Britain’s record-breaking heat comes amid a closely watched political campaign.


LONDON — Britain’s record-breaking heat wave came against the backdrop of an intensely watched national political contest, as the race to succeed Prime Minister Boris Johnson was winnowed to just candidates ahead of a critical vote on Wednesday.

Rishi Sunak, the former chancellor of the Exchequer; Penny Mordaunt, a middle-ranking trade minister; and Liz Truss, the foreign secretary, remain in the contest for the support of Conservative Party lawmakers who will on Wednesday narrow the field to two.

They will then battle for the votes of Conservative Party members, with the result of the leadership contest scheduled to be announced on Sept. 5. Under the British political system, the winner becomes prime minister because the Conservatives hold the biggest bloc of seats in Parliament.

The results of the latest ballot of Conservative lawmakers, held and announced in Parliament on Tuesday, put Mr. Sunak firmly in the lead with 118 votes, just short of the 120 he needs to secure his place in the shortlist of two on Wednesday.

The battle for second place remains wide open, with Ms. Mordaunt securing 92 votes — an increase of 10 after a similar vote on Monday — and Ms. Truss just behind with 86. Ms. Truss holds slightly more momentum, having won 15 more votes in the latest round.

The fourth-placed candidate on Tuesday, Kemi Badenoch, the former equalities and local government minister, was eliminated from the contest after a campaign that raised her profile. Supporters of Ms. Badenoch will probably decide the outcome of Wednesday’s contest, as the 59 votes she amassed on Tuesday are redistributed among the remaining contenders.

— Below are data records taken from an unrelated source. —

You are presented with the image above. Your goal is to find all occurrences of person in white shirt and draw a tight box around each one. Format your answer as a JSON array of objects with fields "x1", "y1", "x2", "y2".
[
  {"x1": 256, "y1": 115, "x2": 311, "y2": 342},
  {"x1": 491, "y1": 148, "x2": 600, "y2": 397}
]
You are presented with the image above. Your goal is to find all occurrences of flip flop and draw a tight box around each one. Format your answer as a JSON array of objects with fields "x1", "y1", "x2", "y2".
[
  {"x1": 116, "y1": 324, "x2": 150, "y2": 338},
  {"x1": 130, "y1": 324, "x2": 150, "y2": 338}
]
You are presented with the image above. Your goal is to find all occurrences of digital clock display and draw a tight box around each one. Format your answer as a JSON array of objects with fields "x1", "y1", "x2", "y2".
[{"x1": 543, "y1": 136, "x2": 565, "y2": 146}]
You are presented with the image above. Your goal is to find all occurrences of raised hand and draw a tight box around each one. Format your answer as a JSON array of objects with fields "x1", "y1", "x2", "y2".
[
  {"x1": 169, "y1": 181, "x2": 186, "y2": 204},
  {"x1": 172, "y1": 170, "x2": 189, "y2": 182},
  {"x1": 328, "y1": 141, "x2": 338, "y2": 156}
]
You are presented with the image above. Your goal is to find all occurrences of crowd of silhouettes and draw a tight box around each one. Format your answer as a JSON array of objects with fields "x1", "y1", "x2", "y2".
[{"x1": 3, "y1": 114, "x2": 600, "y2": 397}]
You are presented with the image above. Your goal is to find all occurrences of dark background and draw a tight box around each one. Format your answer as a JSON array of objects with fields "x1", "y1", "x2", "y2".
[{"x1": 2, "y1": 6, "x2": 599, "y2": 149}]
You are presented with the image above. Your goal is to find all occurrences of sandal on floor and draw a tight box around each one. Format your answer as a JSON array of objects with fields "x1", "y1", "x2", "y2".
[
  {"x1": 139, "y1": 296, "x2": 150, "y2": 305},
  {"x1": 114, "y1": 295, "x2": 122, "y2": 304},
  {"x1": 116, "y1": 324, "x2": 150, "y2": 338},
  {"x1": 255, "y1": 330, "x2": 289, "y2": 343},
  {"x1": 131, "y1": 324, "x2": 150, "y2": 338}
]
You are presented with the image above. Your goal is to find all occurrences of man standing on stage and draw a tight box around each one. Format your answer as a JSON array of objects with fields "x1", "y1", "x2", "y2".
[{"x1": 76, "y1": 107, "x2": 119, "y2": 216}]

In theory, any of the three of the surviving candidates — Mr. Sunak, Ms. Mordaunt and Ms. Truss — could make it to the final two at the end of the least predictable contest of its type in recent memory.

Because the ballot is secret, some lawmakers have been rumored to have voted strategically, to try to eliminate candidates they dislike, rather than to promote their favored one. Other legislators may have been swayed by promises of future jobs by the candidates.

And while Mr. Sunak has emerged as the clear front-runner to reach the final round, he would face an uphill battle there. According to one opinion poll, both Ms. Mordaunt and Ms. Truss are more popular than Mr. Sunak among Conservative Party members.